Jornalista denuncia ter sido impedida pelo PR guineense de cobrir cerimónia

A jornalista Indira Correia Baldé, da delegação da RTP-África em Bissau, denunciou hoje ter sido impedida de cobrir uma cerimónia do Governo, por alegadas "ordens superiores" do Presidente guineense, Umaro Sissoco Embaló.

Lusa /

Correia Baldé, igualmente presidente do Sindicato dos Jornalistas e Técnicos da Comunicação Social (Sinjotecs) da Guiné-Bissau, relatou que o caso ocorreu num hotel de Bissau onde se preparava para acompanhar uma cerimónia onde estava a ministra da Saúde.

Momentos antes do início da cerimónia, a ministra, Maria Inácia Sanha, saiu da sala, ao perceber a presença da Indira Correia Baldé, que seria informada pelo médico Plácido Cardoso, um dirigente do setor da Saúde, que a governante não podia estar na mesma sala com a jornalista.
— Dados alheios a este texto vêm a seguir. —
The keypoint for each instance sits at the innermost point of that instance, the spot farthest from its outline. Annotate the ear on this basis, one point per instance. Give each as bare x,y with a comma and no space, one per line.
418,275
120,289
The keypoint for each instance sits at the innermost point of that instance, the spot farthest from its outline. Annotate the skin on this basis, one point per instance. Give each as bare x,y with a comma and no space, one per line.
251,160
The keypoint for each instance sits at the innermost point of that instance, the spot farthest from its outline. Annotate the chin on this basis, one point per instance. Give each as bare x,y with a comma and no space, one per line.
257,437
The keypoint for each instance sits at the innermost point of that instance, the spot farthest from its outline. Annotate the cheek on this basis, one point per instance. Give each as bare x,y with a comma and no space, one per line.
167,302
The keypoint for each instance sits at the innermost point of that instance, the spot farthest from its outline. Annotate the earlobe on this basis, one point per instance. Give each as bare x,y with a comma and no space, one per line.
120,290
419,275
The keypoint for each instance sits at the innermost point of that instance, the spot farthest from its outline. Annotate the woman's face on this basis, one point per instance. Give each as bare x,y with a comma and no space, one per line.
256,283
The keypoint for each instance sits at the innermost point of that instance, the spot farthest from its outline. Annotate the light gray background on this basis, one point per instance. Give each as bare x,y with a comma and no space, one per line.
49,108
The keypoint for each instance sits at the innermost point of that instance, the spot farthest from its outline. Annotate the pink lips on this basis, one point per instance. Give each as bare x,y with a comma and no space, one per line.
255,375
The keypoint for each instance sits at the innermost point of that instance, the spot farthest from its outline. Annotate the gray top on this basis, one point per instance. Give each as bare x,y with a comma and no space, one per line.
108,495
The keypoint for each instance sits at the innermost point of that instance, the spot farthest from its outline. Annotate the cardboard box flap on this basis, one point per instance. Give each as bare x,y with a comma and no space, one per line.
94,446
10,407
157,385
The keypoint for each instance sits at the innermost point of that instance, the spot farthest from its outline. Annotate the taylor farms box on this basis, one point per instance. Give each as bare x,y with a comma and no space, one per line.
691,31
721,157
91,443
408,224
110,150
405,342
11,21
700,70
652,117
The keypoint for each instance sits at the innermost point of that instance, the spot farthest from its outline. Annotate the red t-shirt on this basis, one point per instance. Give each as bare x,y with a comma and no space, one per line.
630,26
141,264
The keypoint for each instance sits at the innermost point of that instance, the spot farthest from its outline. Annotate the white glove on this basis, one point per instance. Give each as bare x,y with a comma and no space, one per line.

"O Plácido pediu desculpas por me informar que `ordens superiores` do Presidente da República indicavam que eu, Indira Correia Baldé, não posso estar em nenhuma atividade do Governo", explicou a jornalista.

Antes de regressar à delegação da RTP-África, em Bissau, Correia Baldé informou os colegas presentes no hotel sobre o que se tinha passado e ainda comentou a situação da liberdade de imprensa no país.

"Isto é para demonstrar, mais uma vez, em que país estamos, para demonstrar que tipo de jornalismo as pessoas pretendem para a Guiné-Bissau, demonstrar até que ponto estão a condicionar o acesso às fontes de informação", destacou Indira Correia Baldé.

A sindicalista aproveitou a ocasião para exortar a comunidade internacional e a sociedade guineense a acompanharem a Guiné-Bissau, onde, disse, "a situação não está nada boa".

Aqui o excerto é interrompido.